Dr. Alexandra Macht recently completed her PhD in Sociology at the University of Edinburgh where she was supported by the Centre for Research for Families and Relationships. In this post, Alexandra reports on some of the findings of her research into fatherhood and love.
There is very little research on the subject of the love shared between parents and children, and the contemporary father’s role in relation to masculinity. My research looked at a specific group of fathers, who are present (‘involved’) in the lives of their children, and their experiences of love. I considered involved fathers as embedded within and dependent upon an intimate network of relationships: to their children, their partner and their own parents. In my interviews with 47 fathers from Scotland and Romania from working-class and middle-class backgrounds, I explored the fathers’ love for their children: How do they describe it? How does it compare to other kinds of love? How do they show it? What do fathers think love looks like in their countries?
I found that involved fathers understand love as a verb (it is something they do) in which both love and power are intermingled. The majority of fathers, had a hierarchical understanding of love in which the child was granted a distinct focus; some even distinguished between unconditional love for their children and the – at times – conditional love for their partner. Culturally, the fathers described love and said they expressed it in similar ways, with some minor differences: Scottish fathers thought love made their children warmer to others, while Romanian fathers thought it gave their children confidence to do things.
In order to maintain loving relationships with their children, involved fathers also had to work at communicating their love through speech and through their physical activities, as having ‘quality time’ was sparse and required planning. Financial and material resources were important in how men showed love and this is one reason why class differences continued to matter. Across both cultures, the importance of ‘providing’ persisted but it was deeply influenced by how society portrays the role of fathers.

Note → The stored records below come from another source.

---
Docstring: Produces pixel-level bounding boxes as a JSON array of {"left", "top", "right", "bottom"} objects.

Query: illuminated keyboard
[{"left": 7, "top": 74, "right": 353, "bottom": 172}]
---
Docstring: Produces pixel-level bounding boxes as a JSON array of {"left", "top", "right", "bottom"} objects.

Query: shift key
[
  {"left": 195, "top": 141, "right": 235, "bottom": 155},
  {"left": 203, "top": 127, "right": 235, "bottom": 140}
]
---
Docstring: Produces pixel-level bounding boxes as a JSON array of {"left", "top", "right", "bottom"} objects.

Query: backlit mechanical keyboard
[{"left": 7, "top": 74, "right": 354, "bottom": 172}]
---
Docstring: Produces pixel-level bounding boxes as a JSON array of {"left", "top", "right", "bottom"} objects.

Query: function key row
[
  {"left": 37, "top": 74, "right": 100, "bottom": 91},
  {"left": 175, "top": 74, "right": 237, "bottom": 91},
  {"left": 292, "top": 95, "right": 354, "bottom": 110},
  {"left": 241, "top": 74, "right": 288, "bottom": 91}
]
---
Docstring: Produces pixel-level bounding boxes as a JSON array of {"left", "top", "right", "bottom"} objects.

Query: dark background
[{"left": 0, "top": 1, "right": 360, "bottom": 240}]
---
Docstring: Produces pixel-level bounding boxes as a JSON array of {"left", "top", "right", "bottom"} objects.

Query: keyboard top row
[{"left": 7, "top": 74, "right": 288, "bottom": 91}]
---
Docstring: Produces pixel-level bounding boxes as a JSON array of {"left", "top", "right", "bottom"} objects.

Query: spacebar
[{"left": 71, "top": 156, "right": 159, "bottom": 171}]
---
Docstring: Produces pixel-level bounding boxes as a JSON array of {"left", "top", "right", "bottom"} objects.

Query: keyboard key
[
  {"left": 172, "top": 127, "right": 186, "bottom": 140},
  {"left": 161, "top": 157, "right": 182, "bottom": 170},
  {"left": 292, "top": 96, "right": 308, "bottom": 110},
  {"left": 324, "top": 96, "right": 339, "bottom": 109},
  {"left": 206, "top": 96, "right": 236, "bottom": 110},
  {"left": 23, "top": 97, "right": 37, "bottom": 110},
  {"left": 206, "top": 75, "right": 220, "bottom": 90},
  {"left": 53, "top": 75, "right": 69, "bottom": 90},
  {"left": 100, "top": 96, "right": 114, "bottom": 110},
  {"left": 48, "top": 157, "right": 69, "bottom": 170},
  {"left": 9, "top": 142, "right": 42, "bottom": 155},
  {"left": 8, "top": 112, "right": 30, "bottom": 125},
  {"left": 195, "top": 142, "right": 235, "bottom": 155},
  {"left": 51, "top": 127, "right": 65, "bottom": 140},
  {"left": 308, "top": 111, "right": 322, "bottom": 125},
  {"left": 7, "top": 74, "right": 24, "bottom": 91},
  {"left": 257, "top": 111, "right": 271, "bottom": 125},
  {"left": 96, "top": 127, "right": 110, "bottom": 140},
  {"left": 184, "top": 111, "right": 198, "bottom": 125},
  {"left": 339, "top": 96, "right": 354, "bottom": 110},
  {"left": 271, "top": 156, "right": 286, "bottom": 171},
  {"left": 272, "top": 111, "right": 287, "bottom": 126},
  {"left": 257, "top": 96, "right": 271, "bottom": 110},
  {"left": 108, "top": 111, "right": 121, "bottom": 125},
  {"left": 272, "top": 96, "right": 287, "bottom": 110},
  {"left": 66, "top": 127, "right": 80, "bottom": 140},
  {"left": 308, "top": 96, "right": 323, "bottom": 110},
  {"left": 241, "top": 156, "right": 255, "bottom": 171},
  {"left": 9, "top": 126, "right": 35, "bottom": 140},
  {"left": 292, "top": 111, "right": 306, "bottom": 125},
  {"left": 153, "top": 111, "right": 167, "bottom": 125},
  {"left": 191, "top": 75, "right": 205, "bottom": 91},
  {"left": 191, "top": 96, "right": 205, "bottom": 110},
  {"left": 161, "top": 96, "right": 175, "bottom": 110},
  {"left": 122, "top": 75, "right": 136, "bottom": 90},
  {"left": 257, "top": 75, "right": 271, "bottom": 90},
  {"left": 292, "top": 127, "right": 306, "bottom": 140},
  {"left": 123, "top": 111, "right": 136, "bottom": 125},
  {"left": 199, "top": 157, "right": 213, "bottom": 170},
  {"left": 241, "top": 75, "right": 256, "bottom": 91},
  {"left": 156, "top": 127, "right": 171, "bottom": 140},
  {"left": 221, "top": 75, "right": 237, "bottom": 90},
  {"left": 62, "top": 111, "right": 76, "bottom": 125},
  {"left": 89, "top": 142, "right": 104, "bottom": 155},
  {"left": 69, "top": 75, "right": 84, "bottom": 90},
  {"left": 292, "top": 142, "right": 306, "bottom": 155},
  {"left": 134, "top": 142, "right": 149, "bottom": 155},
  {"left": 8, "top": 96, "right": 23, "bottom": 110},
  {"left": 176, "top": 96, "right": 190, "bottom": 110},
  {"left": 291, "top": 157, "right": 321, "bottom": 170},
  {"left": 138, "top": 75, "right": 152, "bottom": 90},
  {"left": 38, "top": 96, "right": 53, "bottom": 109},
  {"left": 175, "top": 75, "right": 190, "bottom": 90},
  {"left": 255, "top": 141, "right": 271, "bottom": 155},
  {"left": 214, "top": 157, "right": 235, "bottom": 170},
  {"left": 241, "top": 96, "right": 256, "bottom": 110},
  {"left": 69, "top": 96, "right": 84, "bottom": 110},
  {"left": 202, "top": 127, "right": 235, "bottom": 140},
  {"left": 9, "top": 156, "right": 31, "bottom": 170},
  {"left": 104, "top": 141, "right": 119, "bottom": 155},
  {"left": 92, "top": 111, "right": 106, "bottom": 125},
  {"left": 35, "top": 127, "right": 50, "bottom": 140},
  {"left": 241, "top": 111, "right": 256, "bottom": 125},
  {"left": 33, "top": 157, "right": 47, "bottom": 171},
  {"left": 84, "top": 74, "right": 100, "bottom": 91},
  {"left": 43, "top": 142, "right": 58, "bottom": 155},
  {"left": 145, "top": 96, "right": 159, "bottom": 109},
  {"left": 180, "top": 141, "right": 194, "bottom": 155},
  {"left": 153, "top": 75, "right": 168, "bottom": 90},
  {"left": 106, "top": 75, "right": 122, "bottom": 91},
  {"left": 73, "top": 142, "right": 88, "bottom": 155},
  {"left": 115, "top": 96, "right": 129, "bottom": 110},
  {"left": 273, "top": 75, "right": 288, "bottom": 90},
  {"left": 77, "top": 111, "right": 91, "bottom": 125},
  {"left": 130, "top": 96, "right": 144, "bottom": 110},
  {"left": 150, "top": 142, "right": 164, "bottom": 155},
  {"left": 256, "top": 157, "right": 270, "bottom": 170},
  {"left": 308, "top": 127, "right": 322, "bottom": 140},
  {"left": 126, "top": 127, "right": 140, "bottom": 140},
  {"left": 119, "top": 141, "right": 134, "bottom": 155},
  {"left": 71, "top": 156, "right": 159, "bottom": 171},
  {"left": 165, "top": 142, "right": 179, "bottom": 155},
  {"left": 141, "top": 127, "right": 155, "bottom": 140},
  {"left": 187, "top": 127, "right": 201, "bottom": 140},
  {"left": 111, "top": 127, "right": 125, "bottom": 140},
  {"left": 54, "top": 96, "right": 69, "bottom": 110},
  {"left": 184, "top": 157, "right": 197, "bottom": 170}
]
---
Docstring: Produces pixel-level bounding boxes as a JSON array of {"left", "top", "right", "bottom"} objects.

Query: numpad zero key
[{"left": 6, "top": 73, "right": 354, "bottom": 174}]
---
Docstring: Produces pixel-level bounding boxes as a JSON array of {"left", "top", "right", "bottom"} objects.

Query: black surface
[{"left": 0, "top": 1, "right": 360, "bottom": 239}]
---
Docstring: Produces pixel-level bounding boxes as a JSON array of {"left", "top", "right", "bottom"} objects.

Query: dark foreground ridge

The image of the new father who is very loving is also something that is sold to men through advertising, in the process of spreading certain values globally from the Western part of Europe to the Eastern part.
Men as fathers build their identities on a mixture of beliefs about how they should be as men and as fathers, and sometimes there is tension between these roles. Shifting between the two roles is an emotional process I have called ’emotional bordering’ – developed from Barrie Thorne’s concept of gender borders (1993), in which fathers adapt their communication and behaviour according to social circumstances and to how others respond to them. This new term helps explain a process of give-and-take which builds a man’s identity in close relationships. For involved fathers love appeared from spending time daily with their children, which can have further implications for family policies. By reducing involved fathers’ time with their children to merely two weeks of paternity leave, as it stands at the moment in the UK, the time to build a close, meaningful and loving relationship is also diminished. Flexible and state-supported provisions that increase the length of the parenting leave, could contribute to the emotional wellbeing and relational stability of fathers, their children and their partners.